Gus Nadir: Pancasila Sejatinya Sudah Ada Sejak Zaman Walisongo

Ahad, 30 Juli 2023 | 06:30 WIB

Gus Nadir: Pancasila Sejatinya Sudah Ada Sejak Zaman Walisongo

Rais Syuriyah PCINU Australia Prof Nadirsyah Hosen saat berbicara pada halaqah internasional bertema Peradaban Walisongo untuk Kemanusiaan yang Adil dan Beradab di Masjid Menara Kudus, Jawa Tengah, Kamis (27/7/2023) malam. (Foto: YouTube Official Menara Kudus)

Jakarta, NU Online
Rais Syuriyah Pengurus Cabang Istimewa Nahdlatul Ulama ((PCINU) Australia dan New Zealand Prof Nadirsyah Hosen mengungkapkan bahwa Pancasila sebenarnya sudah ada sejak zaman Walisongo. Bung Karno tinggal menyistematisasikannya. Ketika Bung Karno menyistematisasikan Pancasila, sejatinya sedang menggali nilai-nilai yang diajarkan Walisongo.


Hal tersebut dikatakan Gus Nadir saat berbicara pada halaqah internasional bertema Peradaban Walisongo untuk Kemanusiaan yang Adil dan Beradab di Masjid Menara Kudus, Jawa Tengah, Kamis (27/7/2023) malam.


“Sehingga ketika sekarang kita berbicara kemanusiaan yang adil dan beradab  maka kita melihat bahwa ternyata simbol sila ke-2 pancasila dalam diri kita adalah menara Kudus. ini yang tidak bisa dilupakan begitu saja karena sila tersebut cocok dengan apa yang diajarkan oleh kiai-kiai yang ada di pondok pesantren,” paparnya dalam YouTube Official Menara Kudus dilihat NU Online, Sabtu (29/7/2023).

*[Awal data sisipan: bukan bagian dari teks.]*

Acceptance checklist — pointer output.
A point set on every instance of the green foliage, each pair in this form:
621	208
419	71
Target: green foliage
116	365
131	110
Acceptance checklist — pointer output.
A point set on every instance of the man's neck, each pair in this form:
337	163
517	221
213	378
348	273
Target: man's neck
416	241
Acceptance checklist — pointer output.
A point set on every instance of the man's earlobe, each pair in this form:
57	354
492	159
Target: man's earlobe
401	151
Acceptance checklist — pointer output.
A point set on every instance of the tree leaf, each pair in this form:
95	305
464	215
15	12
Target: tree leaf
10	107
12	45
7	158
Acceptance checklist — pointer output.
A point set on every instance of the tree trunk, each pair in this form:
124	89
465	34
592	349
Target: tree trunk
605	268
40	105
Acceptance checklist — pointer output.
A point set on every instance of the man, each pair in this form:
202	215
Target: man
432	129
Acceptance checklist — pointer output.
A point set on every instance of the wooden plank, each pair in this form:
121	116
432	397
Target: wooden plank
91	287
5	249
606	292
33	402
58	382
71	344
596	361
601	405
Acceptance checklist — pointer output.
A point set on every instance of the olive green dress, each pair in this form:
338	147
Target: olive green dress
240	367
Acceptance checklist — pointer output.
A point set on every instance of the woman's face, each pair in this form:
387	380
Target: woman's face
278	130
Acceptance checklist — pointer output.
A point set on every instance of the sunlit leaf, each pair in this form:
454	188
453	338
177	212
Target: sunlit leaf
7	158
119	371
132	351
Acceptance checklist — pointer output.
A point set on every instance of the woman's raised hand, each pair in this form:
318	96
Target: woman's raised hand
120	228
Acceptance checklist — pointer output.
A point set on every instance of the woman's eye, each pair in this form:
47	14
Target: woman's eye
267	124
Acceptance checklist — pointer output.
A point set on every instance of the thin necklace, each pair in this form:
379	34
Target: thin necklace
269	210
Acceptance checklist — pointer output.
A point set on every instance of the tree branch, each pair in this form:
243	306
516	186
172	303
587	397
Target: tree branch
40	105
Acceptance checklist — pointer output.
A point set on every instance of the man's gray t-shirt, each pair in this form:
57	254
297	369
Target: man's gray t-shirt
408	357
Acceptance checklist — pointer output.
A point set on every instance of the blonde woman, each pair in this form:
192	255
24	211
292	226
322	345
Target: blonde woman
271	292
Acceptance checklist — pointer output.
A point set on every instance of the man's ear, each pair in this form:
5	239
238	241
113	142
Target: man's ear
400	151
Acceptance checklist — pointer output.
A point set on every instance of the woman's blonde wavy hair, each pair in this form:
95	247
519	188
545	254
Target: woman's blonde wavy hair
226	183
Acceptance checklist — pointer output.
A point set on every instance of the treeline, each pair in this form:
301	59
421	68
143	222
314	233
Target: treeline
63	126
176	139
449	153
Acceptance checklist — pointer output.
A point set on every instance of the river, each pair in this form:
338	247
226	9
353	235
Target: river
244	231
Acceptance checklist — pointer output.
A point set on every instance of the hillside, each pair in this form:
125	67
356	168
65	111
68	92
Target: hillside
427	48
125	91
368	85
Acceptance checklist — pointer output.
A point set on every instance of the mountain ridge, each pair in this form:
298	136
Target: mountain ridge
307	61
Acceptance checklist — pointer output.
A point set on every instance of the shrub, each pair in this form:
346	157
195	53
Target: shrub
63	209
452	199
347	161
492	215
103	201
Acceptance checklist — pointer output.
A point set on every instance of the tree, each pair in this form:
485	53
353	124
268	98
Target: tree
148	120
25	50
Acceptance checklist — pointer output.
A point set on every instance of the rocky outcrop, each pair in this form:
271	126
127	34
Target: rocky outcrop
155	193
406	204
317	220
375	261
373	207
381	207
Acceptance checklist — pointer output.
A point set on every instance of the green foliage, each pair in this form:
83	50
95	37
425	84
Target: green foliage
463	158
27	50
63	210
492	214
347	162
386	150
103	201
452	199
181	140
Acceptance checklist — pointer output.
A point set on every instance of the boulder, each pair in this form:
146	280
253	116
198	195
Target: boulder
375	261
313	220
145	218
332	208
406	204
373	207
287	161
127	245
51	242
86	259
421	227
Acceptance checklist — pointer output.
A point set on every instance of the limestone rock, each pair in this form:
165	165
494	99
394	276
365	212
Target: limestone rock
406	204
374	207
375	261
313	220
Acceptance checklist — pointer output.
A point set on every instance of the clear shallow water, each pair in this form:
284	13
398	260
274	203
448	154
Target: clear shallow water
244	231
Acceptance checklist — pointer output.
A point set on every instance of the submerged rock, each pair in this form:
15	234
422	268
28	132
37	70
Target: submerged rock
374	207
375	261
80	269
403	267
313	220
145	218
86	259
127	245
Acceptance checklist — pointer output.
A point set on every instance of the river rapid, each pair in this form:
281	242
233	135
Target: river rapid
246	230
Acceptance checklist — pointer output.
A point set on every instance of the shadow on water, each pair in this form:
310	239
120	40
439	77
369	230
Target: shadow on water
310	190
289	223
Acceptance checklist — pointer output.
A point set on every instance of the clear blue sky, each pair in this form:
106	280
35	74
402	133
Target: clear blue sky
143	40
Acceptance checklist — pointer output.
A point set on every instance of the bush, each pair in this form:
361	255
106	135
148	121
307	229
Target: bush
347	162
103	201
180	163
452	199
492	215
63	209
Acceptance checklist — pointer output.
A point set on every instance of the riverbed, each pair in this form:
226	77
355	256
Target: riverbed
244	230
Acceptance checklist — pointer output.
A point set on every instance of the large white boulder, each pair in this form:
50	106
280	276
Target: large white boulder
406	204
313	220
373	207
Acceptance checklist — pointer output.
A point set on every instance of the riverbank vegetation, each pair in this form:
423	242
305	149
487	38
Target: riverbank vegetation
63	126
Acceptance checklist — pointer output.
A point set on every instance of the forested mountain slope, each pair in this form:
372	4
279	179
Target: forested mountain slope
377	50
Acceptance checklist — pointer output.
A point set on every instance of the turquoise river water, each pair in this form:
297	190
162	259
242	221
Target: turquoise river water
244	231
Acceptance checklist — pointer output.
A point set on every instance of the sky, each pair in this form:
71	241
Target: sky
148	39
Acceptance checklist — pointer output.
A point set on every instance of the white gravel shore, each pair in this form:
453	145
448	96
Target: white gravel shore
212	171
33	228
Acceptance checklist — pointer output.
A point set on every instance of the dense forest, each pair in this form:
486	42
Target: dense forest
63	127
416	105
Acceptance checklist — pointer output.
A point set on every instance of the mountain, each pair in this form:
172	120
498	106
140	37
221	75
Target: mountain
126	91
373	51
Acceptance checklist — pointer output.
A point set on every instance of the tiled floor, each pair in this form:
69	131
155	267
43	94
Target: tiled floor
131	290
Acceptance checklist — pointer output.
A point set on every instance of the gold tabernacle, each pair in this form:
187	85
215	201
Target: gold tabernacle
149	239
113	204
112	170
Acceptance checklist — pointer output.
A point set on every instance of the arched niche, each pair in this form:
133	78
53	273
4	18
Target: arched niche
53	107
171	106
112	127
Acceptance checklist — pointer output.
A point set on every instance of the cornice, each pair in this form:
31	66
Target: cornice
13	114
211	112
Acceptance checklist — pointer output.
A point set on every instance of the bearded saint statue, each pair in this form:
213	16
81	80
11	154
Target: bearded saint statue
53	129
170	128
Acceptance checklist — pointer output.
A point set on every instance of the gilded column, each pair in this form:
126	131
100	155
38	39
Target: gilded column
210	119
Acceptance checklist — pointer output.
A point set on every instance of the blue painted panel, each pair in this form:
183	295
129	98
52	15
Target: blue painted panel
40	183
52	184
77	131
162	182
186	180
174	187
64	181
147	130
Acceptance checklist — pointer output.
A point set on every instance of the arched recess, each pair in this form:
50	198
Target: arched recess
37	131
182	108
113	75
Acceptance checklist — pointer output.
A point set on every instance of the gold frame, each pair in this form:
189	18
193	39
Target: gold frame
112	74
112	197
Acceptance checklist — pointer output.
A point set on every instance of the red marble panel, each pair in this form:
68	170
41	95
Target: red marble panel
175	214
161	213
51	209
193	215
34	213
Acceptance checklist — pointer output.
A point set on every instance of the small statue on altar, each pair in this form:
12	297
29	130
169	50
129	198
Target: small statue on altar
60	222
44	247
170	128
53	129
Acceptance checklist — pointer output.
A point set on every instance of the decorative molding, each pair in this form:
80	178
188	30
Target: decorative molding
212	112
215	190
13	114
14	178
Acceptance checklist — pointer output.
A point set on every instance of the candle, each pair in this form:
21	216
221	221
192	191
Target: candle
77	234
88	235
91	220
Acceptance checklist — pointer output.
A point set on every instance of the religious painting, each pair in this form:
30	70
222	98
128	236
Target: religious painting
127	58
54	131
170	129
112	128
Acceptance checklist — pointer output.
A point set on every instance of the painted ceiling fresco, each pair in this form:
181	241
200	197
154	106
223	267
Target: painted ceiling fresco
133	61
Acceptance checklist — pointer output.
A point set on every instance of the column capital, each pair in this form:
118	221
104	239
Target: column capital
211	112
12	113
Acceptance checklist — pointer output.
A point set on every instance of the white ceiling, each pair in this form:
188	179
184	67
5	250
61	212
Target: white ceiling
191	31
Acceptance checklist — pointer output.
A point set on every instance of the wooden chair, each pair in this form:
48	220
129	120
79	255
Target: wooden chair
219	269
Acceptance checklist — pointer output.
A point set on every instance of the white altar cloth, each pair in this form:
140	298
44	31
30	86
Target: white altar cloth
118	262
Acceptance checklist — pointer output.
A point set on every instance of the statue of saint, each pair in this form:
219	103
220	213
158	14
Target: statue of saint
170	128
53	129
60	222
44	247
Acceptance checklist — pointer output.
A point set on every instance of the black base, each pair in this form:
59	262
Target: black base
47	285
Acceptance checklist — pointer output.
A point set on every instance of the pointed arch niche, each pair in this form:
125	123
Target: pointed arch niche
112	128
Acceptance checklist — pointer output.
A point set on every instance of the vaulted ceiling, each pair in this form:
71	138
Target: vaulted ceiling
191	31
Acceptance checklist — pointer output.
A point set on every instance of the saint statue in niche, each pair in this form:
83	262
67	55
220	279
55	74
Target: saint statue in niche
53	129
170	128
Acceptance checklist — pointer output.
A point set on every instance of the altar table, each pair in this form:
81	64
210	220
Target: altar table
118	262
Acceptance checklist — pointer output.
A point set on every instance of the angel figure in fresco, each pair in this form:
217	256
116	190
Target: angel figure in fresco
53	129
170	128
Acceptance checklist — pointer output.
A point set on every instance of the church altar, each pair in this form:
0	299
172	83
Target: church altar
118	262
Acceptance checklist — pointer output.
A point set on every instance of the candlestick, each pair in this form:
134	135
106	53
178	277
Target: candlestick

Guru Besar Universitas Monash Australia itu menjelaskan bahwa KH Mustofa Bisri (Gus Mus) sering mengatakan dalam berbagai forum bahwa agama itu harus memanusiakan kembali sisi kemanusiaan. Jika agama membuat kita tidak kembali kepada jati diri kemanusiaan, maka ada sesuatu yang salah dalam doktrin dalam tafsir atau dalam pemahaman agama itu.

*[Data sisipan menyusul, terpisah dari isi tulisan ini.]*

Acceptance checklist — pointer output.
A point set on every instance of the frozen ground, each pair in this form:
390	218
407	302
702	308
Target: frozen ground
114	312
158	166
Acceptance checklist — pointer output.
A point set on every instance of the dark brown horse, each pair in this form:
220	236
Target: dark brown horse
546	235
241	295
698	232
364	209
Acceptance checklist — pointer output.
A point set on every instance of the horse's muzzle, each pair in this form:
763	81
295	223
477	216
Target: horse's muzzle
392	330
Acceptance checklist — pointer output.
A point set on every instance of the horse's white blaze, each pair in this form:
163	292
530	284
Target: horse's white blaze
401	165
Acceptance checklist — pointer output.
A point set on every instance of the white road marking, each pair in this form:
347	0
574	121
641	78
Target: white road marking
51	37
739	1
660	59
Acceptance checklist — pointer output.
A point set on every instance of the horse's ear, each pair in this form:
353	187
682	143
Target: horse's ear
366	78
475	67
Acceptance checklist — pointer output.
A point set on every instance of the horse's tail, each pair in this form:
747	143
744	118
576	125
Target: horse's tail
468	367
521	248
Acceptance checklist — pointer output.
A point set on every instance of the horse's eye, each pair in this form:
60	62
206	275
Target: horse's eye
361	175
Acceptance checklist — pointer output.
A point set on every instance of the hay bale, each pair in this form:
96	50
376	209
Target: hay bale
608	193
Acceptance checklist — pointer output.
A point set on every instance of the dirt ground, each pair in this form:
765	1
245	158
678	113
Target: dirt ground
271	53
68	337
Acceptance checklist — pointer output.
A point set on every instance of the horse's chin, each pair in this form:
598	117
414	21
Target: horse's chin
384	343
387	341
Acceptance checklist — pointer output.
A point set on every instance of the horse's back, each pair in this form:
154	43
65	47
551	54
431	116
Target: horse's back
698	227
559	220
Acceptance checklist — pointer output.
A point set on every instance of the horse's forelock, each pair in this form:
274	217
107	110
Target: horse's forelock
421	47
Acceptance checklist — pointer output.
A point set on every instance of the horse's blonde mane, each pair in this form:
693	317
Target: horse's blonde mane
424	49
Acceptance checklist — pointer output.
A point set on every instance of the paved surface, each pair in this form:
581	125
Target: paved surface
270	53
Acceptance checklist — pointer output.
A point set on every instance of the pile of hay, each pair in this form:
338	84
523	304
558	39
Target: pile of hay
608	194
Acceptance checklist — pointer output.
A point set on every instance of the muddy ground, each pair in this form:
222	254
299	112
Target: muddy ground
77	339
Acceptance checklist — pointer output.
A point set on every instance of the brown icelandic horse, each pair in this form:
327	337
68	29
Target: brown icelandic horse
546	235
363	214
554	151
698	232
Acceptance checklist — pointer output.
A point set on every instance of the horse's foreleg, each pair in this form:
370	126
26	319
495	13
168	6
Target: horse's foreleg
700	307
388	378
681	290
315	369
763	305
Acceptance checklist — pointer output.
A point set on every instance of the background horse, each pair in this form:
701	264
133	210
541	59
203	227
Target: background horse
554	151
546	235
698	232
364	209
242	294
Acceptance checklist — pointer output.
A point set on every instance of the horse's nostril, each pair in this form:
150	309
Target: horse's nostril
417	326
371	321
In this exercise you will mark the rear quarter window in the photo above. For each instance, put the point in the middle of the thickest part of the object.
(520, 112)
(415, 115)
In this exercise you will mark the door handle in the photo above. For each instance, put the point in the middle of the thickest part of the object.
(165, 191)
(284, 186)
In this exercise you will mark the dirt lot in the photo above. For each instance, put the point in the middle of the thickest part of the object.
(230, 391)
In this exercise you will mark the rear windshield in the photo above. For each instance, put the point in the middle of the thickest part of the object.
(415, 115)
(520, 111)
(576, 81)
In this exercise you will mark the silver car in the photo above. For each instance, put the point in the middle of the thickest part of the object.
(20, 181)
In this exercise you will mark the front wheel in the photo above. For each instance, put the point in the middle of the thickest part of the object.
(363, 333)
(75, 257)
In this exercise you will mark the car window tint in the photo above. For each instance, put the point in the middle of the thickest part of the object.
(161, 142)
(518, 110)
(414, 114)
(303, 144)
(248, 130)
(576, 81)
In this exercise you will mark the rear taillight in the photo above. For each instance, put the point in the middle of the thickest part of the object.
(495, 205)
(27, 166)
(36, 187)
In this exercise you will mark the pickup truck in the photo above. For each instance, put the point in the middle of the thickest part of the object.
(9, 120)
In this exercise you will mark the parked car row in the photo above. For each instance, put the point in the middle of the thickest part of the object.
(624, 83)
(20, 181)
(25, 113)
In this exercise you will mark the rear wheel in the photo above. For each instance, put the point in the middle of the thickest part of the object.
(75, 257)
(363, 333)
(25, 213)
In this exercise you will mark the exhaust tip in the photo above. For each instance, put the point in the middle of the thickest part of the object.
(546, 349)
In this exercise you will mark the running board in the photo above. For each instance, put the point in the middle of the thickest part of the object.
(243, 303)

Menurutnya, ketika Ketuhanan Yang Maha Esa dilanjutkan dengan Kemanusiaan yang adil dan beradab, maka semua pelaksanaan ajaran agama tidak boleh membuat seseorang menjadi manusia yang penuh ketidakadilan dan kebiadaban. Karena lawan dari adil adalah zalim maka sebagai manusia tidak boleh berlaku zalim.


“Kita boleh membenci perilaku orang lain, sikap orang lain, tidak tanduk orang lain, tetapi kita tidak boleh membenci diri orang lain. Itu karena kita sesama manusia, dan setiap manusia itu mempunya roh ilahi yang dihembuskan dan membuat kita bernyawa,” kata Gus Nadir.


Dalam salah satu hadits shahih menjelaskan bahwa ketika ada iring-iringan jenazah orang Yahudi lewat, Nabi Muhammad berdiri menghormati. Lalu, para sahabat mengatakan kepada Nabi bahwa yang lewat itu jenazah Yahudi.


“Tapi, bukankah dia manusia. Jadi, yang dilihat pertama bukan Yahudinya, tetapi manusianya. Karena itu, kita memanusiakan kembali kemanusiaan kita dan kita harus beradab,” tuturnya.


“Tidak cukup kita hanya bersikap kemanusiaan kita yang adil tapi juga harus beradab. Yang paling penting lagi adalah bahwa yang dihasilkan oleh Sunan Kudus bentuknya adalah menara merupakan sebuah simbol peradaban manusia yang kemudian harus kita hormati sebagaimana kita menghormati tradisi intelektual di belahan dunia Islam saat itu,” ujarnya.


Ia merasa bahwa benang merah yang menyatukan antara kemanusiaan yang adil dan kemanusiaan yang beradab itu adalah budaya. Tidak mungkin memiliki kemanusiaan yang adil dan tidak mungkin bisa kemanusiaan yang beradab jika menghilangkan tradisi.


“Persoalannya sekarang adalah sejauh mana perhatian pemerintah terhadap hal-hal tersebut. Termasuk menara Kudus yang menjadi simbol dari kemanusiaan yang adil dan beradab,” kata Gus Nadir.


“Mari kita suarakan kepada pihak pemerintah bahwa jika ingin melihat tonggak munculnya Islam Nusantara di Tanah Air, atau jika hendak melihat Indonesia sebagai laboratorium perdamaian dunia, melihat bahwa Indonesia sebagai contoh peradaban dunia yang adil dan beradab, maka pemerintah tidak boleh lepas tanggung jawab terhadap menara Kudus,” pungkasnya.